Leonid meteor shower: When’s the predicted peak?

This Nov. 18, 1999, photo shows a Leonid meteor storm over the Azrak desert, 90 km east of Amman, Jordan. (Jamal Nasrallah/AFP via Getty Images)

Are you a night owl and/or an early riser and like to look at the night sky? At midnight into the hours before dawn Tuesday is just the thing for you as the Leonid meteor shower is expected to peak during that time frame.

The Leonids were first seen in 902 A.D. and “storm” every 33 years, producing hundreds to thousands of meteors an hour. The last Leonid storm was in 2001.

This year, a dark sky site should produce 10 to 15 Leonid meteors an hour.

Each year at this time, Earth encounters a debris stream of cometary particles made by the comet Temple-Tuttle as it orbits the sun. As Earth moves in its orbit around the sun, it collides with this debris stream, and the particles hit our atmosphere at 45 miles per second (about 155,000 mph) to become “shooting or falling stars.” Earth encounters about a dozen major meteor showers a year.

The best place to see the Leonids is a dark sky location that is away from lights and obstructions such as trees and buildings. This will give you the best chance to see the peak of 10 to 15 meteors an hour.

The Perseid meteor shower shows what skywatchers can expect from the Leonids early Tuesday morning. (Courtesy Greg Redfern)

If you’re a city dweller, you still may see the brightest Leonids, as long as you’re not staring into a streetlight or nestled in among tall buildings.

Out in the country or along the beach is the best place to be. The moon will be out of the sky, so it will not affect the ability to see this year’s Leonids.

You do not need any equipment or know how to enjoy this meteor sky show. Just find a place where you can put a lounge chair or blanket to see the sky toward the east and overhead.

Starting after midnight, when the constellation Leo is starting to rise above the horizon, look toward the east. A meteor that is part of the shower can be traced back to the constellation Leo, which will be completely above the eastern horizon a little after 1 a.m.

As the night wears on, Leo will rise higher in the sky and move toward the west due to Earth’s rotation.

Sporadic meteors that are not part of the shower can be normally seen during the night as well.
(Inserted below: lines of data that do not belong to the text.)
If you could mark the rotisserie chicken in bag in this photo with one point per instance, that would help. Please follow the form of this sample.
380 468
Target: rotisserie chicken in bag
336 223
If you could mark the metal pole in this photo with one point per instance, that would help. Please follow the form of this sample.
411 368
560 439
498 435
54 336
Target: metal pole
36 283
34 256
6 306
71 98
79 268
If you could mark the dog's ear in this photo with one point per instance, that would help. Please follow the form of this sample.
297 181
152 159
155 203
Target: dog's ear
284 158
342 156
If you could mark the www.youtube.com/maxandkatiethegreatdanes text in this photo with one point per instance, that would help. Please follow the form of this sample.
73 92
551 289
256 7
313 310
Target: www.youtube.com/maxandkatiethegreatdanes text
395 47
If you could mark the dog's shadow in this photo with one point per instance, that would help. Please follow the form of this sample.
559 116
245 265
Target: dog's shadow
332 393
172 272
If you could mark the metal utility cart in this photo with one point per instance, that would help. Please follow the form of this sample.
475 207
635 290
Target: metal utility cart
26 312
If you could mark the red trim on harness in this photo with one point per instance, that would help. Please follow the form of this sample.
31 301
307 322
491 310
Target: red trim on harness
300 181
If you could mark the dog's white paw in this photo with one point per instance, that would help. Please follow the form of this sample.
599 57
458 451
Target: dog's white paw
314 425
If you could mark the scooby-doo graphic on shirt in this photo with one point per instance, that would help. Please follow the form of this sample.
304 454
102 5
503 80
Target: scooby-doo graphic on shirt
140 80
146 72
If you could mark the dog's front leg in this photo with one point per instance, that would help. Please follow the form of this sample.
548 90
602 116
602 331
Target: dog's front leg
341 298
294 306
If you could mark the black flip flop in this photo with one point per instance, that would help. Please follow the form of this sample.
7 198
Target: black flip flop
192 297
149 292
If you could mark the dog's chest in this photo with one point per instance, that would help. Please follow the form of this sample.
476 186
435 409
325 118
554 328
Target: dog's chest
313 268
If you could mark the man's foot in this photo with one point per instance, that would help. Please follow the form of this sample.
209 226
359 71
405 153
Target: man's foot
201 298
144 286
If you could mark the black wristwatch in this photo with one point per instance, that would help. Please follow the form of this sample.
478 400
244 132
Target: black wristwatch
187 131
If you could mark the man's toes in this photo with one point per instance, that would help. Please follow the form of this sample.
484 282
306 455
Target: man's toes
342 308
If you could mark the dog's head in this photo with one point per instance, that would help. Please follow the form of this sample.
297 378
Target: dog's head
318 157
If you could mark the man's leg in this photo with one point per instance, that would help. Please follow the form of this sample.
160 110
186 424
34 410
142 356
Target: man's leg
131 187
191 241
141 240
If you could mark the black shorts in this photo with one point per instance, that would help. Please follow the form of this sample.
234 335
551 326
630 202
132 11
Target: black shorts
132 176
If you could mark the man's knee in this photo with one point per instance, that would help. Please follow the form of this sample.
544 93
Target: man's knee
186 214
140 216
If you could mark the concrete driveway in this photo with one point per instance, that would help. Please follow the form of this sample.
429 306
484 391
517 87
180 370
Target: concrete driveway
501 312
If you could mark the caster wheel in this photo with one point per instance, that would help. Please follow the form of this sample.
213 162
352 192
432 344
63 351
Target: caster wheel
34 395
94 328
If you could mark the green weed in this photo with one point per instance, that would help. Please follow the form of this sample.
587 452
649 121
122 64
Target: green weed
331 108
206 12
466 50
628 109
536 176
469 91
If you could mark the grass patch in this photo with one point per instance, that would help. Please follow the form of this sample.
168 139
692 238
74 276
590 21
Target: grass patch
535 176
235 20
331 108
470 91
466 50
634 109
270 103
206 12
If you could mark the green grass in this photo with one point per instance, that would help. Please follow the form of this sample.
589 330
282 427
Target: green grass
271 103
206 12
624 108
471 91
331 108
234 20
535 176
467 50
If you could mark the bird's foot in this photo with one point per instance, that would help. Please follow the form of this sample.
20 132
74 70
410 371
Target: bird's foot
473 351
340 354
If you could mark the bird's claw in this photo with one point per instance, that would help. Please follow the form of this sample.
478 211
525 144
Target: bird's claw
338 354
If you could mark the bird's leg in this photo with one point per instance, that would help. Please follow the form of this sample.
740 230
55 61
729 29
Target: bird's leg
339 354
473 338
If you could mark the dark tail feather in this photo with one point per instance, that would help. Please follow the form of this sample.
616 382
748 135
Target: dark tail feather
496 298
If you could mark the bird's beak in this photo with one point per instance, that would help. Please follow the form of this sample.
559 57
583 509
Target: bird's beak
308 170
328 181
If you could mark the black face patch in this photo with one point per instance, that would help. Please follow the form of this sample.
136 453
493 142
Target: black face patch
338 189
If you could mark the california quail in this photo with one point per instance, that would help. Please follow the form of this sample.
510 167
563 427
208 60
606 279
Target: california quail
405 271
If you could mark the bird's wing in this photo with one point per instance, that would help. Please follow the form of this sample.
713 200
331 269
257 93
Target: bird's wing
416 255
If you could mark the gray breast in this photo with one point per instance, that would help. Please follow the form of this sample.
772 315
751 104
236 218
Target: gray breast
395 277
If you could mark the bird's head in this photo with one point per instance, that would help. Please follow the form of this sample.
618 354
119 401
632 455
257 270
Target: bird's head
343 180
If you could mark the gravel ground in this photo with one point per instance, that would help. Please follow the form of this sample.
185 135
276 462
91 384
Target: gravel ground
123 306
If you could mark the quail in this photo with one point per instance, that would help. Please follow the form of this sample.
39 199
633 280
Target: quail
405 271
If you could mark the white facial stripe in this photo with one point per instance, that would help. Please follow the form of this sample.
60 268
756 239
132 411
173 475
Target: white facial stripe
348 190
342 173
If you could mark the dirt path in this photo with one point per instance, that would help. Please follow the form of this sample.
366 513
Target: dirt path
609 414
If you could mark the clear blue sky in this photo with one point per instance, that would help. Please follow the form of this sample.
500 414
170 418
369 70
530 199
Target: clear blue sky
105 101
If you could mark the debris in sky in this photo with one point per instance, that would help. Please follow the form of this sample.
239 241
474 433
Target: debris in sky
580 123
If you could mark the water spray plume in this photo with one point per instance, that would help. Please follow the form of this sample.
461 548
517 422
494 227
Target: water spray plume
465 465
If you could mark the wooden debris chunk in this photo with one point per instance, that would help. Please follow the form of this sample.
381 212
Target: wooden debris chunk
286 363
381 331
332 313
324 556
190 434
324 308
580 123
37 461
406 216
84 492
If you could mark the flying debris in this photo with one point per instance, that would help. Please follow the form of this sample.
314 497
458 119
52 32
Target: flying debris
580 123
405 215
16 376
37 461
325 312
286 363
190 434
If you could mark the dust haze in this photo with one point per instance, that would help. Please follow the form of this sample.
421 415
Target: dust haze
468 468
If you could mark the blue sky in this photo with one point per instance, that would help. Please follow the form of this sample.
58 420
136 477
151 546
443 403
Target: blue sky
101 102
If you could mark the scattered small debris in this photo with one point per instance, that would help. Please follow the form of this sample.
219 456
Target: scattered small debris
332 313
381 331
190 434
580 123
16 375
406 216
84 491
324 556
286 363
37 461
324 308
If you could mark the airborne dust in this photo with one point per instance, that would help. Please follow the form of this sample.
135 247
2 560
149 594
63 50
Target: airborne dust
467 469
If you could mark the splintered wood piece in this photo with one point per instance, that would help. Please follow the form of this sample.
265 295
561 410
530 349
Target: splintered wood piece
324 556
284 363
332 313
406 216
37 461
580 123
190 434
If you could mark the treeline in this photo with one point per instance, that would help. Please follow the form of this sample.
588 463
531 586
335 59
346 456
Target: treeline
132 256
The key to watching the shower is being comfortable — in other words, warm. The Leonids can appear anywhere in the sky, but looking at least halfway up in the sky facing the east gives you the widest viewing area; this is where the lounge chair, sleeping bag or blanket come in handy.

Enjoy the shower with family, friends or your significant other. Some music, food and beverages are an added plus.

If you’re up before dawn also check out bright Venus and Mercury in the east. Venus is the brighter and higher of the two.

The weather will be clear according to forecasts, so enjoy this celestial break from 2020.